Any plausible reading of the latter statement implies that there is no presumption that “amended” claims have “written description support”–and, indeed–that has been the rule. However, Lilly’s assertion in Ariad that “there is no logical reason to treat” amended claims differently from original claims would arguably imply that any presumption in favor of finding written description for original claims is unwarranted. (On this point, see the final paragraph of Lizardtech v. Earth Resource Mapping (Fed. Cir. 2005), which tilts towards such a view.) Of course, a strained interpretation could reconcile the two positions, but–on what I believe is the most straightforward reading–the implications of the statements are in tension, if not contradictory.

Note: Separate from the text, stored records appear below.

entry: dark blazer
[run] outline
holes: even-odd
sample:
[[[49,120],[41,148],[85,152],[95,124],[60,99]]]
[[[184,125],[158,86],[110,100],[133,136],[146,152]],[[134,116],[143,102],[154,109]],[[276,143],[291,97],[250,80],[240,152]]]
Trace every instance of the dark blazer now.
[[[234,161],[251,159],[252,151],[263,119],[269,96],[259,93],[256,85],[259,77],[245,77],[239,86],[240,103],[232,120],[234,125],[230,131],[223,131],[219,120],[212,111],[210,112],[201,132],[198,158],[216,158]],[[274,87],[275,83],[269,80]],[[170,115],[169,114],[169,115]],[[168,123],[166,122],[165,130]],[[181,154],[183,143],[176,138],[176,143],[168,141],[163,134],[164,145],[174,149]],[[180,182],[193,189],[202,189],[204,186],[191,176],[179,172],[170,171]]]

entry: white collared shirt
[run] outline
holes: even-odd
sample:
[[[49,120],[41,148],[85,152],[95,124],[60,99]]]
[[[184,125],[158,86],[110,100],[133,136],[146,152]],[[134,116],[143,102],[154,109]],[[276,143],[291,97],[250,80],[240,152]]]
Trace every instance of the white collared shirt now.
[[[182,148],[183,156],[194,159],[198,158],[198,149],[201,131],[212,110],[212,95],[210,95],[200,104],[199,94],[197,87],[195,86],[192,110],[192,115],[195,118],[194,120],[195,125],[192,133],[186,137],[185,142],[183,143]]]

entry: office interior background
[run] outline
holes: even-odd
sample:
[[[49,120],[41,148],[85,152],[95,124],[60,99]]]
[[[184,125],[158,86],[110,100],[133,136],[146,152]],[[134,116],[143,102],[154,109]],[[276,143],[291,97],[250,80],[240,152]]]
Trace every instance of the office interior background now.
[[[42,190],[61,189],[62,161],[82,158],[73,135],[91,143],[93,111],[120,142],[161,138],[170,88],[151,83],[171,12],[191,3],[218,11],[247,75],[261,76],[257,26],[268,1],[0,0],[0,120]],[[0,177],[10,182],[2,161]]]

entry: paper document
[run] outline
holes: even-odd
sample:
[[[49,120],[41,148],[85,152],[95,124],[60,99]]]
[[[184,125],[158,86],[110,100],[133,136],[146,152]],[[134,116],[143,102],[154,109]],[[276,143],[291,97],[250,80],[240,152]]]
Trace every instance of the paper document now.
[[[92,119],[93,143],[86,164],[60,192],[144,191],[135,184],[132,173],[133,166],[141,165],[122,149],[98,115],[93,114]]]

In sum, I disagree with your position that Lilly “argued ‘by the book’ in both cases.” Rather, Lilly’s position in Ariad is a quite an aggressive reading of existing precedent.
Oh, no wonder the post was so bad, I always forget to look for the “guest post” tag. I’d appreciate it if you could put it in BLOCK LETTERS D.

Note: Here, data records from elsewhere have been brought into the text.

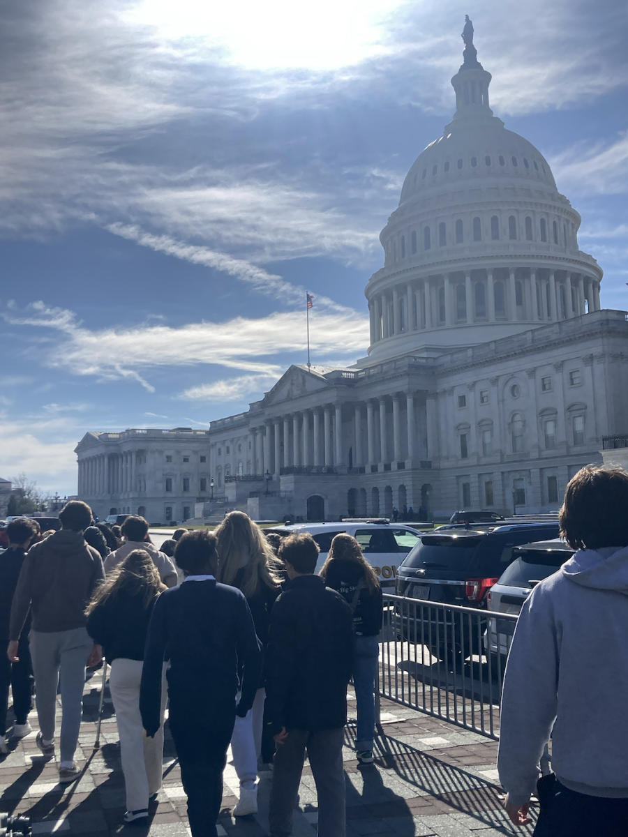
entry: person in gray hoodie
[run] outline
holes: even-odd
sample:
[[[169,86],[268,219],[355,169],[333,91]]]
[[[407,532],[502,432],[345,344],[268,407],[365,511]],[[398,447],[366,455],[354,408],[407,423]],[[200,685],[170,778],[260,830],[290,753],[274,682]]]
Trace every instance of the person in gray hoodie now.
[[[497,767],[504,806],[535,837],[628,834],[628,472],[582,468],[559,514],[578,550],[538,583],[504,677]],[[552,737],[553,773],[540,779]]]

“Here, I mean “other side” in the sense that Lilly potentially stands to gain”
Yeah I know, and I know why you’re concerned, but really? Are you one of D’s 2Ls or something? Imo, just ask D to wipe the whole thread from the face of the earth. You may yet save face.
“However, in Ariad, Lilly contends that there should be no difference in analysis between original and amended claims:”
That is 100% in line with what you say they argued in the original case. They argued “by the book” in both cases from what you’ve put up so far. And fyi the book doesn’t conflict with itself.
From what you’ve written the only things I glean are that you don’t understand “by the book” 112 1st very well, and/or you don’t understand what Lilly is saying very well in regards to one of the two cases.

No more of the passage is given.